Op dit oogenblik kwam Hans. Hij zag mijne hand rusten in die van mijn oom; ik durf verklaren dat zijne oogen een levendig genoegen uitdrukten.
"God dag!" zeide hij,
"Goeden dag, Hans! goeden dag!" mompelde ik. "Zeg mij nu eens, oom! waar wij thans zijn?"
"Morgen, Axel! morgen, nu zijt gij nog te zwak; ik heb uw hoofd met compressen omwoeld, die gij niet moet verschuiven; slaap dus, mijn jongen! en morgen zult gij alles weten!"
"Maar," hernam ik, "zeg mij ten minste hoe laat en welke dag het is."
"'s Avonds elf uur; het is nu Zondag, de 9de Augustus, en ik verbied u mij iets meer te vragen voor den 10den dezer maand."
Ik was inderdaad zeer zwak, mijne oogen vielen onwillekeurig toe.
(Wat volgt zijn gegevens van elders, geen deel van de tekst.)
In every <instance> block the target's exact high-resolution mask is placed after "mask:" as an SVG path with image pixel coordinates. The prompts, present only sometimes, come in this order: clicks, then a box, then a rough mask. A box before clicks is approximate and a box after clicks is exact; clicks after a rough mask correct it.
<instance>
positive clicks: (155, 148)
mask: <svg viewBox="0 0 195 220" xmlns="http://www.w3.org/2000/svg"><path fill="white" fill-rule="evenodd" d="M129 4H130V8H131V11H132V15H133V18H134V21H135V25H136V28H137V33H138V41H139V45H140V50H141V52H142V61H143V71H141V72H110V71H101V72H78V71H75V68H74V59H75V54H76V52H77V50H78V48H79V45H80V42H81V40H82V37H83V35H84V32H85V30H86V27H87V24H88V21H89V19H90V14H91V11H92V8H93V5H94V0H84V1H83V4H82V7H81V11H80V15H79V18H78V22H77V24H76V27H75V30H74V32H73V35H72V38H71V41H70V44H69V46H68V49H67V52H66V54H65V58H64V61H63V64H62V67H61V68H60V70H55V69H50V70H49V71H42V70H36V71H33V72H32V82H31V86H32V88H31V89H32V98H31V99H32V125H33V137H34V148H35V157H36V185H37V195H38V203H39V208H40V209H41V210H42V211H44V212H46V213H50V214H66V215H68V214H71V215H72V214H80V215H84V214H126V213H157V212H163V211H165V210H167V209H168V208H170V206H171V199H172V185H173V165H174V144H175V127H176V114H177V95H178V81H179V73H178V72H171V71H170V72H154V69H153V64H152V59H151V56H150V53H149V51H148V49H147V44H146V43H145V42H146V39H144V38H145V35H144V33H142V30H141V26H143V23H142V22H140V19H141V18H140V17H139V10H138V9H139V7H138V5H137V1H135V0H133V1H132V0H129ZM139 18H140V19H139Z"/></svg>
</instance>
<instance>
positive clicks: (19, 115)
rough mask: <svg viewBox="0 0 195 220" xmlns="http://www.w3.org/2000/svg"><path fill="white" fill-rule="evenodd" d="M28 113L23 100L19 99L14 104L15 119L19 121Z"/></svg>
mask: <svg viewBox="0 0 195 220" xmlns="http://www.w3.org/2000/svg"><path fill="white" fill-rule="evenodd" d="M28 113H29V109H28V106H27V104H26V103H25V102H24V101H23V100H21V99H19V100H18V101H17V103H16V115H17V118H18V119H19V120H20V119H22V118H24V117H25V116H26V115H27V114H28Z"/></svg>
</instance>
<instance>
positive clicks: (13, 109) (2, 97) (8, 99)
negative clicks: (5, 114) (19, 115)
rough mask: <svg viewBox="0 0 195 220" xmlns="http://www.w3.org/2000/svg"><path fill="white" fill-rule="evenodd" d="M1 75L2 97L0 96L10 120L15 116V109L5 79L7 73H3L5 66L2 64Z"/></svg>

Ik had een nacht rust noodig; ik viel dus in slaap met de gedachte, dat mijne eenzaamheid vier lange dagen had geduurd.
Toen ik den volgenden morgen ontwaakte, keek ik eens rond. Mijne legerstede, uit al de reisdekens bestaande, was opgeslagen in eene heerlijke grot, versierd met prachtigen dropsteen, en welker bodem met fijn zand was bedekt. Er heerschte een half donker. Geene toorts, geene lamp brandde er, en toch drong van buiten een onverklaarbaar schijnsel door eene nauwe opening in de grot. Ook hoorde ik een vreemd, onbepaald gemurmel, gelijk aan het geluid der golven, die op een vlakken oever breken en soms het fluiten van den wind.
Ik vroeg mij zelven of ik wel wakker was, of ik nog droomde, of mijne hersenen, door den val geschud, geene zuiver ingebeelde geluiden vernamen. Echter konden mijne oogen en ooren zich niet zoo erg vergissen.
"Het is een straal van het daglicht," dacht ik, die door deze rotsspleet dringt! Het is toch het geraas van golven! Het is toch het fluiten van den wind! Bedrieg ik mij, of zijn wij op de oppervlakte der aarde teruggekomen? Heeft mijn oom dan van zijn tocht afgezien, of zou hij hem gelukkig volbracht hebben!"
Ik legde mij deze onoplosbare vragen voor, toen de professor binnenkwam.
"Goeden dag, Axel!" sprak hij opgeruimd. "Ik durf wedden, dat gij welvarende zijt!"
"Zeker!" antwoordde ik op de dekens overeind gaande zitten.
"Dat kan niet anders, want ge hebt rustig geslapen. Hans en ik hebben beurtelings bij u gewaakt en wij hebben uwe genezing snelle vorderingen zien maken."
"Ik gevoel mij inderdaad weder opgevroolijkt, en om het te bewijzen zal ik eer doen aan het ontbijt, dat gij mij wel zult willen voortzetten!"
"Gij zult eten, mijn jongen! de koorts heeft u verlaten.